WELL... when we got about halfway back to the car, Audrey got tired and sat down. No problem--I just picked her up with one arm and pushed the stroller with the other. We were seriously about 50 ft from the door when Amber declares she is too tired to walk any further and wants to be carried as well. Hmm... perhaps if mom was an octopus, I could have honored that request, but I was fresh out of arms at this point.

And THAT is when the howling began. If you didn't see this child, you would think I was sawing off her limbs with a plastic knife. It was RIDICULOUS. I tried to reason with her, but quickly realized you can't reason with hysterical. So I just kept walking... and eventually she'd get off the floor and run to catch up. She'd plop down and I'd keep walking and the cycle went on and on until we hit the car. Meanwhile, Stella started to scream because it was feeding time, and Audrey started to scream because the other two were screaming. It was classic.

At this point, I was felt ready to leave her little butt in Sears, drive away, and never look back. OH, but then I'd regret it later, so I put the howler monkey in the car.

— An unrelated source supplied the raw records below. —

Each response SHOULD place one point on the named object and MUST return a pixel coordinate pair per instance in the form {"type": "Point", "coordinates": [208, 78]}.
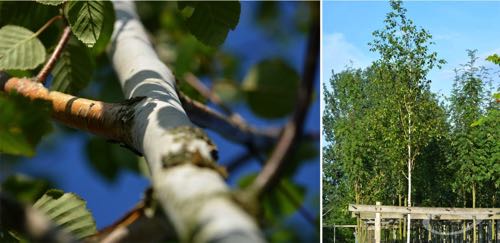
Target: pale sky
{"type": "Point", "coordinates": [455, 26]}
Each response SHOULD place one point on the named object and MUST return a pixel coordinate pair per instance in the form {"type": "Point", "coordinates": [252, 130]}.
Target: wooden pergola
{"type": "Point", "coordinates": [379, 216]}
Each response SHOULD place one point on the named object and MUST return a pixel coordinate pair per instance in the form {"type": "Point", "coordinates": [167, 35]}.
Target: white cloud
{"type": "Point", "coordinates": [338, 53]}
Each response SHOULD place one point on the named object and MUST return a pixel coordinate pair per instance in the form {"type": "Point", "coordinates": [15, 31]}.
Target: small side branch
{"type": "Point", "coordinates": [42, 75]}
{"type": "Point", "coordinates": [231, 129]}
{"type": "Point", "coordinates": [110, 120]}
{"type": "Point", "coordinates": [269, 175]}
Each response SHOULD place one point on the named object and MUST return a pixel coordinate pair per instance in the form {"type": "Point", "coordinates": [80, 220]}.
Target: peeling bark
{"type": "Point", "coordinates": [196, 199]}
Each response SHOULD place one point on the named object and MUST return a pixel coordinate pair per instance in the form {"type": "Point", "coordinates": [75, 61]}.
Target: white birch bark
{"type": "Point", "coordinates": [191, 192]}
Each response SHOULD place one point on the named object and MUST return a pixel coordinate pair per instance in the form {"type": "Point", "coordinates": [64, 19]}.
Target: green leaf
{"type": "Point", "coordinates": [495, 58]}
{"type": "Point", "coordinates": [24, 188]}
{"type": "Point", "coordinates": [108, 159]}
{"type": "Point", "coordinates": [227, 90]}
{"type": "Point", "coordinates": [28, 14]}
{"type": "Point", "coordinates": [22, 124]}
{"type": "Point", "coordinates": [20, 48]}
{"type": "Point", "coordinates": [305, 152]}
{"type": "Point", "coordinates": [210, 22]}
{"type": "Point", "coordinates": [74, 68]}
{"type": "Point", "coordinates": [276, 203]}
{"type": "Point", "coordinates": [50, 2]}
{"type": "Point", "coordinates": [271, 87]}
{"type": "Point", "coordinates": [86, 19]}
{"type": "Point", "coordinates": [8, 236]}
{"type": "Point", "coordinates": [107, 28]}
{"type": "Point", "coordinates": [68, 211]}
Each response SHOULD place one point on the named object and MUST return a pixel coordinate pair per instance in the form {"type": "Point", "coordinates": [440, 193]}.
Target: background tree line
{"type": "Point", "coordinates": [66, 47]}
{"type": "Point", "coordinates": [385, 129]}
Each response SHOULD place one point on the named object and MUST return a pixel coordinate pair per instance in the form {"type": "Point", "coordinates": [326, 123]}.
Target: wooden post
{"type": "Point", "coordinates": [377, 224]}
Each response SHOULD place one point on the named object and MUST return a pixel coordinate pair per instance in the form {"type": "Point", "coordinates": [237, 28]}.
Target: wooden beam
{"type": "Point", "coordinates": [395, 212]}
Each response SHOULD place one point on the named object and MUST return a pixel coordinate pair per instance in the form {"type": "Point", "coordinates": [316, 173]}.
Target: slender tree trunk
{"type": "Point", "coordinates": [410, 165]}
{"type": "Point", "coordinates": [181, 158]}
{"type": "Point", "coordinates": [474, 237]}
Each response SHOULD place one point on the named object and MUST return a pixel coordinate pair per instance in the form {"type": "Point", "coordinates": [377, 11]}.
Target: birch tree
{"type": "Point", "coordinates": [406, 58]}
{"type": "Point", "coordinates": [189, 200]}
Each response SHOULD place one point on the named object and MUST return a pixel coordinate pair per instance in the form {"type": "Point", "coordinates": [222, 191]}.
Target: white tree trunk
{"type": "Point", "coordinates": [181, 159]}
{"type": "Point", "coordinates": [410, 165]}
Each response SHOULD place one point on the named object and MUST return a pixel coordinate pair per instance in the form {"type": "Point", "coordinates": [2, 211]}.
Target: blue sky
{"type": "Point", "coordinates": [455, 26]}
{"type": "Point", "coordinates": [63, 158]}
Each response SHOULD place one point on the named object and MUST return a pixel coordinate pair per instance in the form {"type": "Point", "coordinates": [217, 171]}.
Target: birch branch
{"type": "Point", "coordinates": [110, 119]}
{"type": "Point", "coordinates": [181, 158]}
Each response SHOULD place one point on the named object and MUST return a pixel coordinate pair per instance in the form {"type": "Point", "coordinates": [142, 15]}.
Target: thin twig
{"type": "Point", "coordinates": [233, 130]}
{"type": "Point", "coordinates": [302, 210]}
{"type": "Point", "coordinates": [269, 175]}
{"type": "Point", "coordinates": [199, 86]}
{"type": "Point", "coordinates": [49, 65]}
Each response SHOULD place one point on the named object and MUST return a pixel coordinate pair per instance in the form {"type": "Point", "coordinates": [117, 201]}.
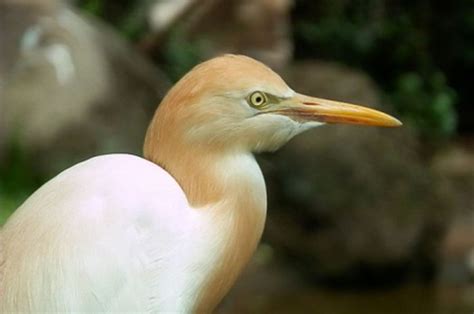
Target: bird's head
{"type": "Point", "coordinates": [237, 103]}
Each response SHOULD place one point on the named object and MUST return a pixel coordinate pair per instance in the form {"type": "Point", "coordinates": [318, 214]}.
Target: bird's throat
{"type": "Point", "coordinates": [230, 189]}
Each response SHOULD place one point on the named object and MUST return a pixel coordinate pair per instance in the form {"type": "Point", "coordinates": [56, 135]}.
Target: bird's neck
{"type": "Point", "coordinates": [231, 188]}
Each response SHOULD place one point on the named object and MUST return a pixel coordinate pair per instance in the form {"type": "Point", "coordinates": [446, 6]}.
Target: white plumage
{"type": "Point", "coordinates": [118, 233]}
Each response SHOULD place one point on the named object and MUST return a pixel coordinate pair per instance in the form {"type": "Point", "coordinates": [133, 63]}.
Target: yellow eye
{"type": "Point", "coordinates": [257, 99]}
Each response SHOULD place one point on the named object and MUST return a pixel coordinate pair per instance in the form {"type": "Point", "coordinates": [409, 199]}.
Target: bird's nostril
{"type": "Point", "coordinates": [311, 104]}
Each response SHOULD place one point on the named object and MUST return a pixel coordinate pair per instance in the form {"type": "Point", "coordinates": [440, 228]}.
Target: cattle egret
{"type": "Point", "coordinates": [172, 231]}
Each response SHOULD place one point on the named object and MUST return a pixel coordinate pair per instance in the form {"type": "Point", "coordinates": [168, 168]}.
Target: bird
{"type": "Point", "coordinates": [172, 230]}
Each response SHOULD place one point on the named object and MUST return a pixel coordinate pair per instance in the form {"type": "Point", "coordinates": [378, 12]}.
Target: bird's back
{"type": "Point", "coordinates": [92, 238]}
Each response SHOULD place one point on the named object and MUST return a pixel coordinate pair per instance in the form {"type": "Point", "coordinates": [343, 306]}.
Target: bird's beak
{"type": "Point", "coordinates": [305, 108]}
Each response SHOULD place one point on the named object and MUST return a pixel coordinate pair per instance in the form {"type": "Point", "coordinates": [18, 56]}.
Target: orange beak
{"type": "Point", "coordinates": [305, 108]}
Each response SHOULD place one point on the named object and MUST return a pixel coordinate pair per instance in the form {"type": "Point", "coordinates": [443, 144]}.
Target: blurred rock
{"type": "Point", "coordinates": [353, 205]}
{"type": "Point", "coordinates": [455, 162]}
{"type": "Point", "coordinates": [71, 87]}
{"type": "Point", "coordinates": [257, 28]}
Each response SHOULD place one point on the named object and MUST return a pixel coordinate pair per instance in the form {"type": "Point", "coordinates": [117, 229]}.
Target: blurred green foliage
{"type": "Point", "coordinates": [18, 180]}
{"type": "Point", "coordinates": [420, 52]}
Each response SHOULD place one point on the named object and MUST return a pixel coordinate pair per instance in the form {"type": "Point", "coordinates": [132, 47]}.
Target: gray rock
{"type": "Point", "coordinates": [72, 88]}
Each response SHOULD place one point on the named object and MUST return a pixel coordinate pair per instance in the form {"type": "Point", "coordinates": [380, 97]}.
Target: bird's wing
{"type": "Point", "coordinates": [93, 238]}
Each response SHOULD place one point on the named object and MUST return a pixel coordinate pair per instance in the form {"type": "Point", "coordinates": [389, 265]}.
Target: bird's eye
{"type": "Point", "coordinates": [257, 99]}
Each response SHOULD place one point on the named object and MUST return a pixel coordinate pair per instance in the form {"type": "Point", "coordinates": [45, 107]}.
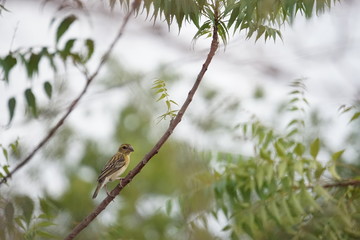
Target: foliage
{"type": "Point", "coordinates": [31, 58]}
{"type": "Point", "coordinates": [160, 87]}
{"type": "Point", "coordinates": [260, 17]}
{"type": "Point", "coordinates": [280, 191]}
{"type": "Point", "coordinates": [19, 220]}
{"type": "Point", "coordinates": [12, 148]}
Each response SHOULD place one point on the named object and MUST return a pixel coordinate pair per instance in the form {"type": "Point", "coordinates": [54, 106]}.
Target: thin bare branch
{"type": "Point", "coordinates": [89, 79]}
{"type": "Point", "coordinates": [136, 170]}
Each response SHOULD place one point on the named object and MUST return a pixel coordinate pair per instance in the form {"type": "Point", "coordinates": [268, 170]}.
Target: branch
{"type": "Point", "coordinates": [89, 80]}
{"type": "Point", "coordinates": [136, 170]}
{"type": "Point", "coordinates": [355, 182]}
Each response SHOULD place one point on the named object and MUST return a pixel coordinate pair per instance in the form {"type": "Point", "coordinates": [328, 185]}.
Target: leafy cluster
{"type": "Point", "coordinates": [259, 17]}
{"type": "Point", "coordinates": [160, 87]}
{"type": "Point", "coordinates": [282, 191]}
{"type": "Point", "coordinates": [13, 148]}
{"type": "Point", "coordinates": [31, 58]}
{"type": "Point", "coordinates": [19, 220]}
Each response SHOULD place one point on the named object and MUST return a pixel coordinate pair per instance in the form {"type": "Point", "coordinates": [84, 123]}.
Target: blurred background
{"type": "Point", "coordinates": [246, 80]}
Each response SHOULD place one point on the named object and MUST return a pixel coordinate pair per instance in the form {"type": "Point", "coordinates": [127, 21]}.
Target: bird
{"type": "Point", "coordinates": [114, 167]}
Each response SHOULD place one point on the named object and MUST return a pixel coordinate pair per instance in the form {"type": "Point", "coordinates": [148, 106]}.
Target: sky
{"type": "Point", "coordinates": [324, 50]}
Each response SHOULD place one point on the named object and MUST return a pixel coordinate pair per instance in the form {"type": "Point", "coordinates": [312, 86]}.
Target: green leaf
{"type": "Point", "coordinates": [27, 206]}
{"type": "Point", "coordinates": [9, 212]}
{"type": "Point", "coordinates": [281, 168]}
{"type": "Point", "coordinates": [162, 96]}
{"type": "Point", "coordinates": [11, 107]}
{"type": "Point", "coordinates": [355, 116]}
{"type": "Point", "coordinates": [46, 235]}
{"type": "Point", "coordinates": [333, 172]}
{"type": "Point", "coordinates": [90, 48]}
{"type": "Point", "coordinates": [280, 150]}
{"type": "Point", "coordinates": [314, 148]}
{"type": "Point", "coordinates": [6, 169]}
{"type": "Point", "coordinates": [44, 224]}
{"type": "Point", "coordinates": [48, 89]}
{"type": "Point", "coordinates": [6, 155]}
{"type": "Point", "coordinates": [66, 52]}
{"type": "Point", "coordinates": [299, 149]}
{"type": "Point", "coordinates": [168, 207]}
{"type": "Point", "coordinates": [31, 101]}
{"type": "Point", "coordinates": [64, 26]}
{"type": "Point", "coordinates": [32, 65]}
{"type": "Point", "coordinates": [8, 63]}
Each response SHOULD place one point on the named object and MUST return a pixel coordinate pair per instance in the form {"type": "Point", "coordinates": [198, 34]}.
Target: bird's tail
{"type": "Point", "coordinates": [97, 190]}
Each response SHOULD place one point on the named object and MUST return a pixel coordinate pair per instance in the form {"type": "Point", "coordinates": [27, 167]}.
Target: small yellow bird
{"type": "Point", "coordinates": [114, 167]}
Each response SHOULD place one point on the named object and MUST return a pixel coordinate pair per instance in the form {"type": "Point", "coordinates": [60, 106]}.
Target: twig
{"type": "Point", "coordinates": [136, 170]}
{"type": "Point", "coordinates": [343, 184]}
{"type": "Point", "coordinates": [89, 79]}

We all made it home in one piece, and they all went directly to bed. It had all gone so well except that last 10 minutes when we were already heading for the door... it hasn't ruined me completely on outings with the whole crew. But I'm really hoping we don't get a repeat performance next time.

Monday, June 6, 2011

Why oh why...


Amber reached a charming phase this past week--the "WHY" line of questioning. This is a fun little phase where every tiniest thing I say or do is met with a "Why you do that, Mama?"

This is particularly poorly timed, as my level of patience is directly proportional to the amount of sleep I've gotten. And after a rough night, like last night--where 1.5 hours in a row was my longest "stretch" of sleep--I'm particularly strapped to not get snippy with the endless questioning.

It doesn't matter if she already knows the answer, she's going to ask me why anyway. This morning I sat down to feed Stella and she wants to know "why you feeding her, mama?" I try to turn it around and ask her back "well, why do you think I need to feed the baby?"--but I am doubtful this technique is going to save me from additional questioning...

I suppose I should be grateful, though, that she didn't start getting so inquisitive BEFORE I had the baby. I was dreading any line of questioning regarding how the baby got from inside mama to outside mama... wasn't sure how to answer that one!